Friday, November 18, 2005

Betrayed by Philosophers!

I learned yesterday that Gilles Deleuze and Felix Guattari are wrong. At least, one of their most often employed "real world" examples of multiplicity (their concept of the Rhizome, or rhizomatic thought) is misleading.

The two philosophers famously claim that a blade of grass grows always from the middle out, and is therefore an embodiment of pluralistic, non-linear thinking. In fact, a blade of grass does not grow in this way. It grows from the base up!

Where the blade attaches to the plant stem, the intercalary meristem resides. (This meristem is distinct from the apical meristem, which is usually found at the tip of a stem or root.) The intercalary meristem generates new cell growth and, by doing so, extends the blade of grass from the bottom up, not from the middle out. Thus, when you cut grass, new growth occurs.

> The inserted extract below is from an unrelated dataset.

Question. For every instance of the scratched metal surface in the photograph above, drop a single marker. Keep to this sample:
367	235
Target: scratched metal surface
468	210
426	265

Damn it, Deleuze and Guattari! How many years have I been using this flawed analogy, thinking it was so exact? Well, the more you know...

4 comments:

Mikhail Capone said...

re: Grass

I'll have to check again, but I was under the impression that even grass that has been mechanically cut ended up having a pointed end. If grass grows from the base, how is that?

Paddy Johnson said...

On a completely unrelated note we must talk about Burtynsky as some point. I notice he's on your links, and he seems to be very popular these days (especially given the Brooklyn Musuem show, and the show he had at Charles Cowles Gallery last month). I'd like to like the guy, especially given that he's Canadian, but I've never found his work to be more than aesthetically pleasing, but empty work. I've always thought it has a commercial look to it.

Hungry Hyaena said...

Mikhail:

Please let me know what you find out. I'm not sure that is the case. I find it difficult to comprehend how such cellular growth and shaping would occur in grass blades. It seems highly unlikely, whether growing from apical meristems or intercalary meristems. Keep me posted.

SNAFU:

Sounds good to me. Burtynsky just does it for me. I'm a sucker for unpopulated landscapes, particularly those that highlight decay, whether "natural" or industrial. His has an eye for composition and color and, as you admit, his work is aesthetically satisfying. There is also a meditative sadness in the work, though, at least for me, which I find very cathartic; the pictures are as much celebrations of humanity as they are condemnations.

Paddy Johnson said...

Wow, that's really interesting. I hadn't seen the work like that...and now I can't unsee it.